La décision de la cour d’Appel de Casablanca selon laquelle la démission imprimée en français (langue méconnue du salarié), était considérée comme régulière, est en violation de l’article 427 du code civil, ainsi en a décidé la cour de Cassation, dans son arrêt du 04/05/1992 ,en ajoutant que la cour d’Appel avait tort de statuer sur la régularité de la démission dès lors que le salarié avait déclaré qu’il était illettré et que, de ce fait, la démission devait, pour être valable, être reçue par un officier public.
SALARIE NON ILLETRE
La démission écrite à la main du salarié portant sa signature légalisée par l’autorité compétente ne doit, en principe, soulever aucun problème, elle est valable tant qu’elle exprime réellement et librement la volonté du salarié de quitter
définitivement son emploi sans conditions. Ainsi, n’est pas valable la démission du salarié selon laquelle il démissionnerait de son poste s’il ne reçoit pas une augmentation de salaire ou si sa femme, employée dans la même entreprise, venait à être licenciée.
En général, la volonté réelle et librement exprimée par le salarié de quitter définitivement son emploi suppose que la démission n’est pas faite sous la crainte, la menace ou la pression exercés par l’employeur.
Démission sous la contrainte
L’employeur qui, pour acculer le salarié à la démission, exerce des pressions de tous genres : mutation dans un poste contraignant ou dégradant, mise en voie de garage ou autres mesures vexatoires, pourrait être déclaré par le tribunal comme ayant, abusivement, résilié le contrat de travail, il pourrait, de ce fait, être condamné au paiement de dommages-intérêts pour licenciement abusif.

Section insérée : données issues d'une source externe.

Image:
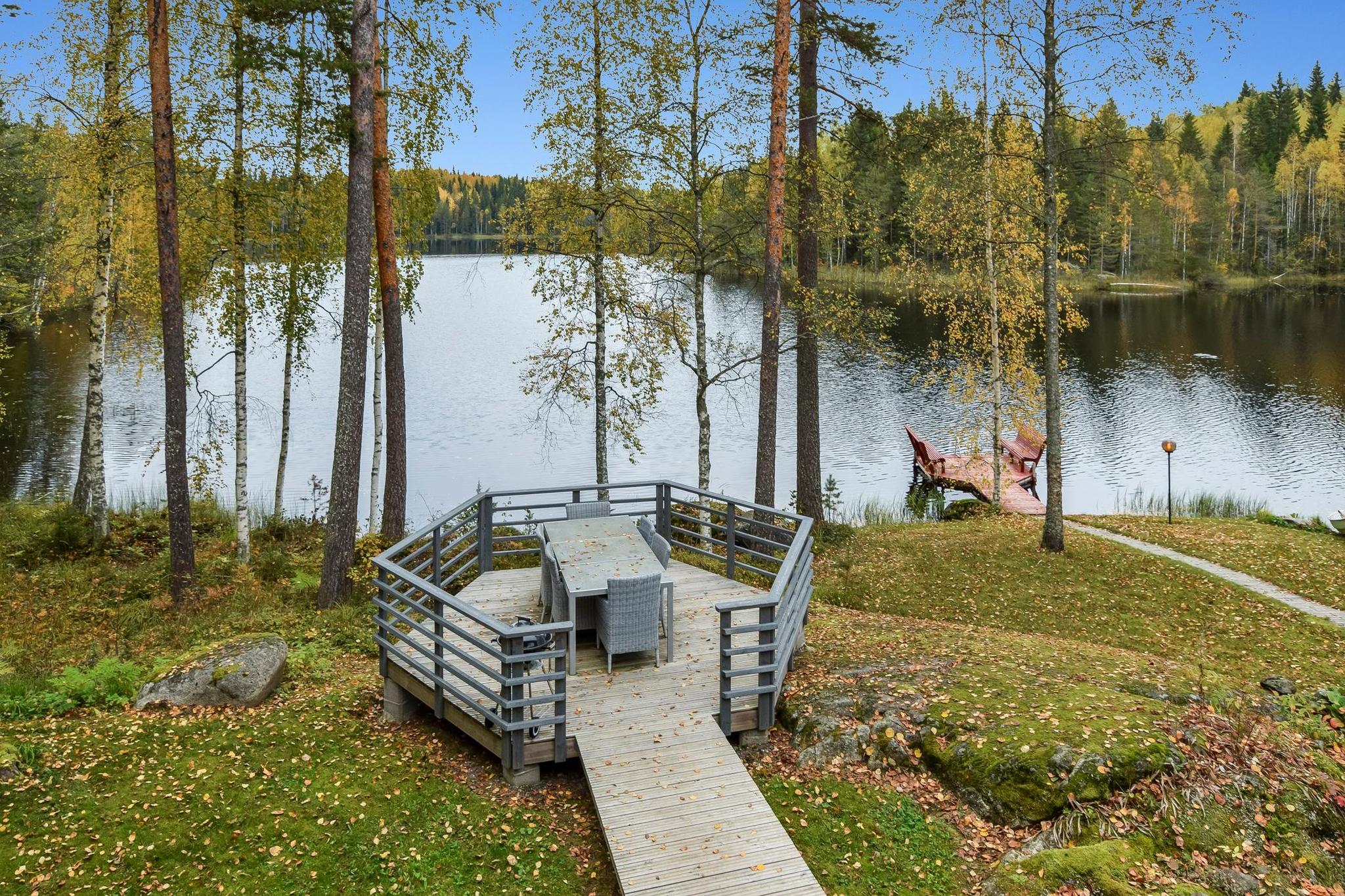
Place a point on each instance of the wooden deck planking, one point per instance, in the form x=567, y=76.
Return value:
x=680, y=812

A l’inverse, ne sont pas considérés comme menaces pouvant entraîner la nullité de la démission, les propos du directeur de la société, dont l’activité a été transférée de Casablanca à Tantan, selon lesquels tout salarié qui ne rejoindrait pas son nouveau poste de travail serait licencié. Selon un arrêt du 16/12/1997 de la cour de Cassation, le salarié n’était pas obligé de démissionner, puisque le transfert lui ouvrait le droit de réclamer réparation du préjudice pour licenciement abusif fondée sur le non respect d’une clause substantielle du contrat de travail liée au lieu du travail.